Life is a party
¿Nivel de inglés? (What’s your English fluency level?)
Traduzca “Fiesta.” (Translate “Fiesta”)
Úselo en una frase. (Use it in a complete sentence.)
Ayer me party la cara en la bicicleta. (Yesterday, I split my face on a bicycle)
Contratado! (You’re hired!)
Yes, the always popular “nivel de inglés” jokes don’t always make sense in English. But they can be a hilarious way to play on Spanglish verb tenses and double entendres to help learn both languages. In this case, the English word “party” is being used as a phonetic spelling of “partí,” the first-person preterit conjugation of “partir” or “to split.” So, because the sentence “Ayer me partí la cara en la bicicleta” technically makes sense in Spanish, the jokester nabs the English-language job. Get it? These are the Spanish phrases everyone should know.
Love of soccer is universal
“Cariño, creo que estás obsesionado con el fútbol y me haces falta.” (“My love, I think you’re obsessed with soccer and I miss you.”)

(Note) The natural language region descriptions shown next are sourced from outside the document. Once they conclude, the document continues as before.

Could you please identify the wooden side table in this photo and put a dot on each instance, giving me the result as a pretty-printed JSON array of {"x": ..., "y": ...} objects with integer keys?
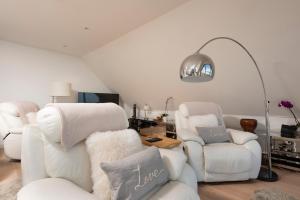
[{"x": 166, "y": 142}]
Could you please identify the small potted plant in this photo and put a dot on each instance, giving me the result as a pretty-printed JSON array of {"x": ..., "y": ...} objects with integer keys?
[{"x": 289, "y": 130}]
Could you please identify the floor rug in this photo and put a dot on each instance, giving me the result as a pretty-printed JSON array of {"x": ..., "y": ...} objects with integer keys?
[{"x": 271, "y": 194}]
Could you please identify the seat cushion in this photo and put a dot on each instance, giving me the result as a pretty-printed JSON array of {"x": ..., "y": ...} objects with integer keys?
[
  {"x": 176, "y": 191},
  {"x": 226, "y": 158},
  {"x": 53, "y": 188}
]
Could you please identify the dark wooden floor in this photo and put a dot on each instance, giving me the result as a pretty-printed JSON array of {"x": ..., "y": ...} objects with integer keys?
[{"x": 289, "y": 182}]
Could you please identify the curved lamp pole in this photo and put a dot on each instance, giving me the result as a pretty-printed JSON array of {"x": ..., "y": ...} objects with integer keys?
[{"x": 200, "y": 68}]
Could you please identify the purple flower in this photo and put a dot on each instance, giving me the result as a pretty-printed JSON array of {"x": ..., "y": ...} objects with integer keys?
[{"x": 286, "y": 104}]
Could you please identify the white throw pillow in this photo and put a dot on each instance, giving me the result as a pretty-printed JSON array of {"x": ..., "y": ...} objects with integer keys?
[
  {"x": 31, "y": 117},
  {"x": 209, "y": 120},
  {"x": 50, "y": 122},
  {"x": 109, "y": 146}
]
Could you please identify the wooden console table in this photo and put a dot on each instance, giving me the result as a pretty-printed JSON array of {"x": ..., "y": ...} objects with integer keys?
[{"x": 166, "y": 142}]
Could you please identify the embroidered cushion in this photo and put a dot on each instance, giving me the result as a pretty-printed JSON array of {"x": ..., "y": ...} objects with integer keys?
[
  {"x": 216, "y": 134},
  {"x": 134, "y": 176}
]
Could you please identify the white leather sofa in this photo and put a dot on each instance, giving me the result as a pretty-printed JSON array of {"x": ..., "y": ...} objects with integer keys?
[
  {"x": 237, "y": 160},
  {"x": 38, "y": 184},
  {"x": 13, "y": 117}
]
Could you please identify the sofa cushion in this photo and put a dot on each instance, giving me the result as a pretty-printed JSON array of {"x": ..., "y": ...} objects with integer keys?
[
  {"x": 120, "y": 144},
  {"x": 73, "y": 165},
  {"x": 136, "y": 175},
  {"x": 53, "y": 188},
  {"x": 226, "y": 158}
]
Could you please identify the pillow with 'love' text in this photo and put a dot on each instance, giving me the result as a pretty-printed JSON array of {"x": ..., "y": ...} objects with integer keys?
[{"x": 136, "y": 175}]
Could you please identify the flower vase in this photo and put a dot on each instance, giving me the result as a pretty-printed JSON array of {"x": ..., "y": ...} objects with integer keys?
[{"x": 288, "y": 131}]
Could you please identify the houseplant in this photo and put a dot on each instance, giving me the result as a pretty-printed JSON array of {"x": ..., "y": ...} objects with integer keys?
[{"x": 289, "y": 130}]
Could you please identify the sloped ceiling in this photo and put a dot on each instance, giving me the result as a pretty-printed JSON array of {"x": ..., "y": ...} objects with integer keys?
[
  {"x": 143, "y": 65},
  {"x": 75, "y": 26}
]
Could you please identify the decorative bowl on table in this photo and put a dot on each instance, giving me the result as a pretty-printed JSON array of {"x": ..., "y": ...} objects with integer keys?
[{"x": 249, "y": 125}]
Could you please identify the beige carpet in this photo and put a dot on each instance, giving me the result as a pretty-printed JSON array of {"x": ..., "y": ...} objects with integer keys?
[
  {"x": 271, "y": 194},
  {"x": 9, "y": 189},
  {"x": 10, "y": 177}
]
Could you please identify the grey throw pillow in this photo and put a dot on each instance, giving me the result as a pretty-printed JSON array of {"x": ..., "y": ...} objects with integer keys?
[
  {"x": 216, "y": 134},
  {"x": 133, "y": 177}
]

“¡¿Qué falta?! ¡¿Qué falta?! ¡¡Si no te he tocado!!” (“Fault? What fault? I haven’t touched you??”)
This is one of the classic Spanish jokes because it plays on the verb “to miss” (me haces falta) and the noun fault (falta). The verb “me haces falta” (the third-person present tense conjugation of hacer falta) means “to miss” someone, and the noun “falta,” in this sentence, means “fault,” as in a soccer penalty.

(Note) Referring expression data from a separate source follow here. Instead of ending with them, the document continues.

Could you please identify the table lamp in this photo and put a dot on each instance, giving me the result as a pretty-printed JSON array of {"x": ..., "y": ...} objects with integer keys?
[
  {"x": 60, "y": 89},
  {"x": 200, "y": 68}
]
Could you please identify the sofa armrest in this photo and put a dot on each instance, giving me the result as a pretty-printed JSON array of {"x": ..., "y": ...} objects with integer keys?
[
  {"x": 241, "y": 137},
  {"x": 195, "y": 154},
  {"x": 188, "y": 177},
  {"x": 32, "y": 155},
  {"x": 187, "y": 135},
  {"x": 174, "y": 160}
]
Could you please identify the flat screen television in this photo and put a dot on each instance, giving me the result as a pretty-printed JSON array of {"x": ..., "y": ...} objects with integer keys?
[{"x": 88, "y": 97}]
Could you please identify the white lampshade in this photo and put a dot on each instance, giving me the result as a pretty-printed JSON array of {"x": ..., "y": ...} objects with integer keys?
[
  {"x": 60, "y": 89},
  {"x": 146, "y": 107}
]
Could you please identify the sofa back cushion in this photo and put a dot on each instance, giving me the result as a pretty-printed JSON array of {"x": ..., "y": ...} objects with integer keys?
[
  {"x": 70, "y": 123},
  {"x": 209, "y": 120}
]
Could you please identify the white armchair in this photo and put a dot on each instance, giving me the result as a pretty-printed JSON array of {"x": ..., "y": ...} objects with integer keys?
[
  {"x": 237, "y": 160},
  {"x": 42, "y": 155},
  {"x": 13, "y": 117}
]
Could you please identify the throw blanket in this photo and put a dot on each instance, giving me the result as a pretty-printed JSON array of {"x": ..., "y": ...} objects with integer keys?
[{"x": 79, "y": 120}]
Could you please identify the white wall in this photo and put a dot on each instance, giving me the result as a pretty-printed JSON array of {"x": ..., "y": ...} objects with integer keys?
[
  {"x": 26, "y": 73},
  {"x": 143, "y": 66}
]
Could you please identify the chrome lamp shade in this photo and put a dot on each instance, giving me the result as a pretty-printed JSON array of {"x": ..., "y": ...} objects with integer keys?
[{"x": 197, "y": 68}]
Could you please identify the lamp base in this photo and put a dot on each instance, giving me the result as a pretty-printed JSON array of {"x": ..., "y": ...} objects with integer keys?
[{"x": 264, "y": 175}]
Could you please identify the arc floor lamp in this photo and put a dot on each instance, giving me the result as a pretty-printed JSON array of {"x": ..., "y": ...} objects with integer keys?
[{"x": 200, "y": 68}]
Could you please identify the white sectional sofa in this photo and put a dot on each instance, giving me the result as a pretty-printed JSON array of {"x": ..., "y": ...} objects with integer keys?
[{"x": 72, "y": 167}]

Here’s a way the joke could work in English:
“My love, I think you’re obsessed with soccer, and you’re treating me foul.”
“Foul, what foul? I haven’t touched you???”
For more laughs, here are 75 short jokes worth memorizing.
“I would like to buy a vowel”
“Cuanto cuesta esta estufa?” (How much does a stove cost?)
“$5,000 dólares.” (5,000 bucks.)
“Pero, oiga, esto es una estafa.” (Hey, listen, that’s a scam.)
“No, señor, es una estufa.” (No, sir, it’s a stove.)
This one plays on the similarity of the noun for stove (la estufa) and scam (la estafa). Just a lesson on how important it is to get those vowels right.